The two thousand pages of the Mars trilogy left me agreeing with Zo. This is not, as it is advertised to be, the ultimate in Mars fiction. Moving Mars by Greg Bear covered the political and social issues just as well and had a plot to boot. Bova’s Mars gave a more convincingly hazardous first landing scenario. Edgar Rice Burroughs (A Princess of Mars and ten sequels) is more fun to read. Even obscure samples of the art, such as Arthur C. Clarke’s The Sands of Mars and Philip K. Dick’s Martian Time Slip, at least possess the virtue of being novels.

Robinson’s erratic, fragmentary tomes most resemble the previous classic in the field, The Martian Chronicles, although he hasn’t Bradbury’s excuse of having written them as short stories beforehand. Even his flood of language, in which many passages feel more like a thesaurus than a prose work, can be traced back to an earlier Mars:

The Men of Earth came to Mars. They came because they were afraid or unafraid, because they were happy or unhappy, because they felt like Pilgrims or did not feel like Pilgrims. There was a reason for each man. They were leaving bad wives or bad towns; they were coming to find something or leave something or get something, to dig up something or bury something or leave something alone. They were coming with small dreams or large dreams or none at all.. (The Martian Chronicles)

Robinson seems to have broken every rule in the book, and gotten two Hugos and a Nebula award for it. He’s set “show, don’t tell” back thirty years. He’s neglected the basics of plot in favor of a fragmentary overview of centuries of future history. His characters, while well-crafted, are largely unsympathetic.

His approach to scientific ideas is sometimes magical, as in the case of robots who build the Martian infrastructure almost unsupervised. Usually, however, it’s exhaustingly exhaustive, as if saying all the right words (and all their synonyms) about a laundry list of scientific theories were a substitute for a plot. And sometimes his ideas seem to be at odds with one another–did he make the colonists immortal just to give them enough time to watch the terraforming? And then mortal again to provide an ending for the trilogy?

None of this is to say that the trilogy was not well-written. It may even be an excellent example of a modern literary work which happens to be about scientists and Mars. What it was not was a science-fiction novel. I used to think that everything in the genre–whatever its weakness in character, science, or scene–had to have a plot. Perhaps no one has tried before to pass a series of character vignettes, scientific lectures and flights of description off as a novel before because no one has had those and only those talents. But I think it’s something else.
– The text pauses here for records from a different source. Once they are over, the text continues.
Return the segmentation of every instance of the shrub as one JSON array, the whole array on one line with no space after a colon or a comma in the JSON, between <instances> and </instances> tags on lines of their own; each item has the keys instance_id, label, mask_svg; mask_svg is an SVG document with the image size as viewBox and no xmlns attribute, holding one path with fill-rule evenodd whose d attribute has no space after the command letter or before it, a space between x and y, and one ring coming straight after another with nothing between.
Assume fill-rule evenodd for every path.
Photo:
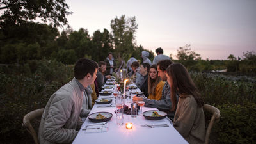
<instances>
[{"instance_id":1,"label":"shrub","mask_svg":"<svg viewBox=\"0 0 256 144\"><path fill-rule=\"evenodd\" d=\"M191 72L191 77L205 102L243 104L256 102L255 79L228 77L211 73Z\"/></svg>"},{"instance_id":2,"label":"shrub","mask_svg":"<svg viewBox=\"0 0 256 144\"><path fill-rule=\"evenodd\" d=\"M51 95L72 79L73 66L42 60L0 70L0 143L8 143L13 138L28 137L22 127L23 116L45 106Z\"/></svg>"},{"instance_id":3,"label":"shrub","mask_svg":"<svg viewBox=\"0 0 256 144\"><path fill-rule=\"evenodd\" d=\"M253 143L256 138L256 104L226 104L218 106L220 122L214 125L218 143Z\"/></svg>"}]
</instances>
Realism is antithetical to science fiction–in the real world, we’re sitting on our duffs here on Earth rather than reaching for the stars. Early on in the trilogy, the characters gave me the feeling that if Man was like this, I didn’t want us to spread to other worlds. That’s not the feeling one expects when one picks up a science-fiction novel. Sci-fi is an epic genre, and epics ought to have heroes. Give me John Carter any day.